In Good uses for fake data (part 1), I expounded on the virtues of fake – or “toy” – datasets for understanding statistical analyses. But that’s not the only good use for fake data. Fake data (this time, maybe a better term would be “model data”) can also be extremely useful in planning and writing up research. Once again, let me assure you that I’m – of course – not advocating data fakery for publication! Instead, fake data can help you think through how you’re going to present and interpret results of an experiment or an analysis (or perhaps, even if you can interpret them), before you actually spend effort getting data in hand.
I’d put this in the context of “early writing”, which is a strategy that interweaves the writing of science with the doing of science – as opposed to doing the science first and writing it up when it’s “done”, which always seemed to me so obvious I never thought to question it. Early writing makes writing easier, and can help you spot problems with your work’s design before it’s too late.
The advantages of early writing are obvious enough with a Methods section – there’s no easier time to write up your methods than when you’re planning the work, or (nearly as good) when you’re executing it. And seeing what you plan down on paper can alert you to gaps in your logic, or other problems, while there’s still time to make changes*. But other sections can be written early too – for example, the Introduction and Discussion while you’re reading literature and thinking about knowledge gaps in order to plan and justify your study. If you can’t sell your study to readers (an important function of both sections), it’s best to know that before, not after, doing the work.

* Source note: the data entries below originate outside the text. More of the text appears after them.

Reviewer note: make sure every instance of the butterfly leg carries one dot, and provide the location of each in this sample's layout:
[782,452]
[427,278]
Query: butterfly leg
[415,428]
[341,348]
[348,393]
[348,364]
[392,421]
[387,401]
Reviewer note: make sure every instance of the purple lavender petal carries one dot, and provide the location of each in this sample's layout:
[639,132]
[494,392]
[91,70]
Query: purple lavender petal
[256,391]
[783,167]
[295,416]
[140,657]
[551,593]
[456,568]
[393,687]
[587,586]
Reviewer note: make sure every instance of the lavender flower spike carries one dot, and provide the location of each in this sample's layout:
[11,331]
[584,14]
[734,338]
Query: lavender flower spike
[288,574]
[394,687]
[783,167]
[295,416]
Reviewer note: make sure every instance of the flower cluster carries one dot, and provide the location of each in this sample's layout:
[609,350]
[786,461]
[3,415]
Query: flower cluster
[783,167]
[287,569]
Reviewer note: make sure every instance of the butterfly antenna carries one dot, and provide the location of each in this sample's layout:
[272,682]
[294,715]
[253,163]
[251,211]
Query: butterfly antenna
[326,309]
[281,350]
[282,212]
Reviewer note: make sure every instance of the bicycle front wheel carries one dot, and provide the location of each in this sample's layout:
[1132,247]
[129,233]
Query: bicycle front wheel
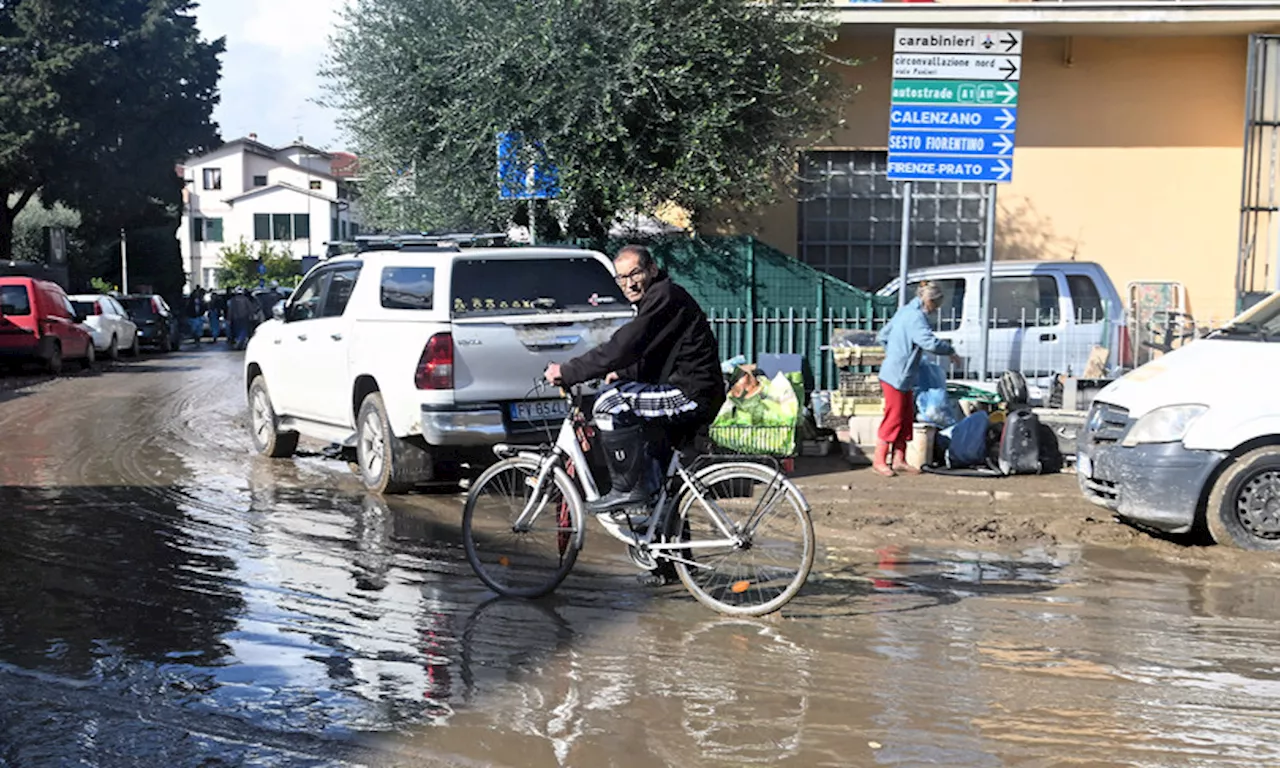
[530,560]
[772,517]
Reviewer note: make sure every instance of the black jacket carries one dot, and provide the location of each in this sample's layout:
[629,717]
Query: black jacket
[668,321]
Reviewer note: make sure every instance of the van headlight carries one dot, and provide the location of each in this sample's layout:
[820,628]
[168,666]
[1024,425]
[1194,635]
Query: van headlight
[1164,425]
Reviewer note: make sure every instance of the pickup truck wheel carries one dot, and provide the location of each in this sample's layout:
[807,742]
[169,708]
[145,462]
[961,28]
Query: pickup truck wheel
[265,426]
[387,464]
[1244,506]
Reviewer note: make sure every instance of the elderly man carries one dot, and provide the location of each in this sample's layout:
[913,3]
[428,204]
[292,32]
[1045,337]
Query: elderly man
[905,339]
[663,368]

Have I wandered away from fake data? Perhaps, but I’m circling back. What about the Results section? Surely you can’t write the Results section before you have any results? Actually, even large portions of a Results section can be drafted early, if you use some fake data (or model data) to make mock-ups of tables and figures. Doing this before you’ve taken a single datum is an excellent way to test-drive the design of your study, and to discover design features that might make data analysis or presentation needlessly complicated. Similarly, you can learn whether the results you expect can let you tell a convincing story. You’ll want these fake data to be pretty realistic – you might even make mock-ups of raw data and take them through all the steps of analysis and data display that you plan. Doing this gives you a Results section that you judge as effective (or not), and when you’ve gathered the real data, you can cut-and-paste them into the mock-ups (a huge time-saver).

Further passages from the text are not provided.